Mogna L1, Pane M, Nicola S, Raiteri E.
BACKGROUND:
Oxalate is the salt-forming ion of oxalic acid and can generate oxalate salts combining with various cations, such as sodium, potassium, magnesium, and calcium. Approximately 75% of all kidney stones are composed primarily of calcium oxalate (CaOx) and hyperoxaluria, a condition involving high urinary oxalate concentration, is considered a primary risk factor for kidney stone formation, known as nephrolithiasis. Current therapeutic strategies often fail in their compliance or effectiveness, and CaOx stone recurrence is still common. After an initial stone, there is a 50% chance of forming a second stone within 7 years if the condition is left untreated. The potential therapeutic application of some probiotics, mainly lactobacilli and bifidobacteria, in reducing hyperoxaluria in vivo through intestinal oxalate degrading activity is compelling and initial reports are promising. This study was undertaken to screen different Lactobacillus and Bifidobacterium strains for their capacity to degrade oxalate in vitro using reverse-phase high-performance liquid chromatography (HPLC).
METHODS:
The oxalate-degrading activity of 13 lactobacilli and 5 bifidobacteria was tested using a novel HPLC method after growth in a broth culture added with 10 mM ammonium oxalate. Experiments were repeated 3 times. Oxalobacter formigenes (DSM 4420) was used as positive reference to validate HPLC oxalate-degrading capability assays.
RESULTS:
Lactobacillus strains were more efficient than bifidobacteria in degrading oxalates. L. paracasei LPC09 (DSM 24243) gave the best result, as 68.5% of ammonium oxalate was converted at the end of incubation, whereas the following best converters belong to the L. gasseri and L. acidophilus species.

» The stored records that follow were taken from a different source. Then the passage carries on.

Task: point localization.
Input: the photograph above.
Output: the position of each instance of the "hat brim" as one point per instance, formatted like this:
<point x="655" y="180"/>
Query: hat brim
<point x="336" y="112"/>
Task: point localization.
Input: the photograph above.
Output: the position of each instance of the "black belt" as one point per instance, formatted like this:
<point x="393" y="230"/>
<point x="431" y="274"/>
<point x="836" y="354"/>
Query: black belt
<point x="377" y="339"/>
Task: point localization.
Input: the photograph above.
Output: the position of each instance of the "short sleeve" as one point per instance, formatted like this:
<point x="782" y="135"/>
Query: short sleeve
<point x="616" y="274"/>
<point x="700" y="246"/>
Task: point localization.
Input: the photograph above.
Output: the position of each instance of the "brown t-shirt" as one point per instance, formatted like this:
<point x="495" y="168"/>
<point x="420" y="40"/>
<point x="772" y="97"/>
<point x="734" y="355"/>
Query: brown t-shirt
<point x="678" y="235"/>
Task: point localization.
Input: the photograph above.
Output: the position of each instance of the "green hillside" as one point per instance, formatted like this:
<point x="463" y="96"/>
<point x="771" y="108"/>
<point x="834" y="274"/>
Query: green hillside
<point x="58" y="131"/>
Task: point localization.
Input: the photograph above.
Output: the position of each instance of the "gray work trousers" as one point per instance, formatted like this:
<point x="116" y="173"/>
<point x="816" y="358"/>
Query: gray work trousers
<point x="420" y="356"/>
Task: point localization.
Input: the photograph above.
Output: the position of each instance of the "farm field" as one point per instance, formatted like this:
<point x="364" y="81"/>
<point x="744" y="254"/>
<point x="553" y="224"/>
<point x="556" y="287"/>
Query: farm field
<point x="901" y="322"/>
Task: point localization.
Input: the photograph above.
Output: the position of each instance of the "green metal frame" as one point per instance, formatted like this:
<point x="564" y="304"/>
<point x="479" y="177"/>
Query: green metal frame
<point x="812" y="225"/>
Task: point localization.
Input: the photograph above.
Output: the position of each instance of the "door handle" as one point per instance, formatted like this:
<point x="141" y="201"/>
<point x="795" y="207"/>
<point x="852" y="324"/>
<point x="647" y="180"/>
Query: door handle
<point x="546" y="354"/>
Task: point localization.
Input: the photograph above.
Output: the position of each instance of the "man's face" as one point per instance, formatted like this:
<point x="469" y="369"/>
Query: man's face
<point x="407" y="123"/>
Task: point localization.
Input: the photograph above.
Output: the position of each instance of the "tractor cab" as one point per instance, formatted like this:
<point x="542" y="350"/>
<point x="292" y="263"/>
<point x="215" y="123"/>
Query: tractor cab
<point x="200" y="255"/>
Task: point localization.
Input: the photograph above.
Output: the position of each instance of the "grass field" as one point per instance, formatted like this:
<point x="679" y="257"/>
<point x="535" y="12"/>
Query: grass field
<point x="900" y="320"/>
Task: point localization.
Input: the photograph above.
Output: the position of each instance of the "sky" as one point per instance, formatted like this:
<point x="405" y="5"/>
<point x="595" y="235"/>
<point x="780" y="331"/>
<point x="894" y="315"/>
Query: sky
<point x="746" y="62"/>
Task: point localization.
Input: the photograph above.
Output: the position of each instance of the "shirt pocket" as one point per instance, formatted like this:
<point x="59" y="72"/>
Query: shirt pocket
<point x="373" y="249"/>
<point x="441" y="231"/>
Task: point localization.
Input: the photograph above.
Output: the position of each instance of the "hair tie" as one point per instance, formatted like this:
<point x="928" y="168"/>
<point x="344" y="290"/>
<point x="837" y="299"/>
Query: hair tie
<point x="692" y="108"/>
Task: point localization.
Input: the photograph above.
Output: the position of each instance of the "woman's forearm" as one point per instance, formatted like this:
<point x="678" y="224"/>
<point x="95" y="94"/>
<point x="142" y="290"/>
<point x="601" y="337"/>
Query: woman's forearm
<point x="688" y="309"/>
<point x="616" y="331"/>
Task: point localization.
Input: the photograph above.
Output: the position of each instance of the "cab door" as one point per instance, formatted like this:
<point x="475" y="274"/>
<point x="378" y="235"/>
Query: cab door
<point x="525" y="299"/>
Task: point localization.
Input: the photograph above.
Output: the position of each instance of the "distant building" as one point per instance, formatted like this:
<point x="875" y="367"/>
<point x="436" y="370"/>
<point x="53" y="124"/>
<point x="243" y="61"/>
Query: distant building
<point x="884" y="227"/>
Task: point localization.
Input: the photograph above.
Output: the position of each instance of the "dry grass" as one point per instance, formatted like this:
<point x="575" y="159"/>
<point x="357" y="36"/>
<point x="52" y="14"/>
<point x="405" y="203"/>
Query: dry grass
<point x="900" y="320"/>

The relatively low conversion rate observed for most bifidobacteria can probably be attributed to intrinsic oxalate toxicity toward this genus.
CONCLUSIONS:
Humans lack the enzymes needed to directly metabolise oxalate, and this potentially toxic compound is, therefore, managed using alternative pathways. As oxalate-degrading bacteria are present in the endogenous microbiota of the human intestine, although with significant individual differences, it is possible to hypothesise that the administration of selected oxalate-degrading probiotics could be an alternative and innovative approach to reducing the intestinal absorption of oxalate and the resulting urinary excretion.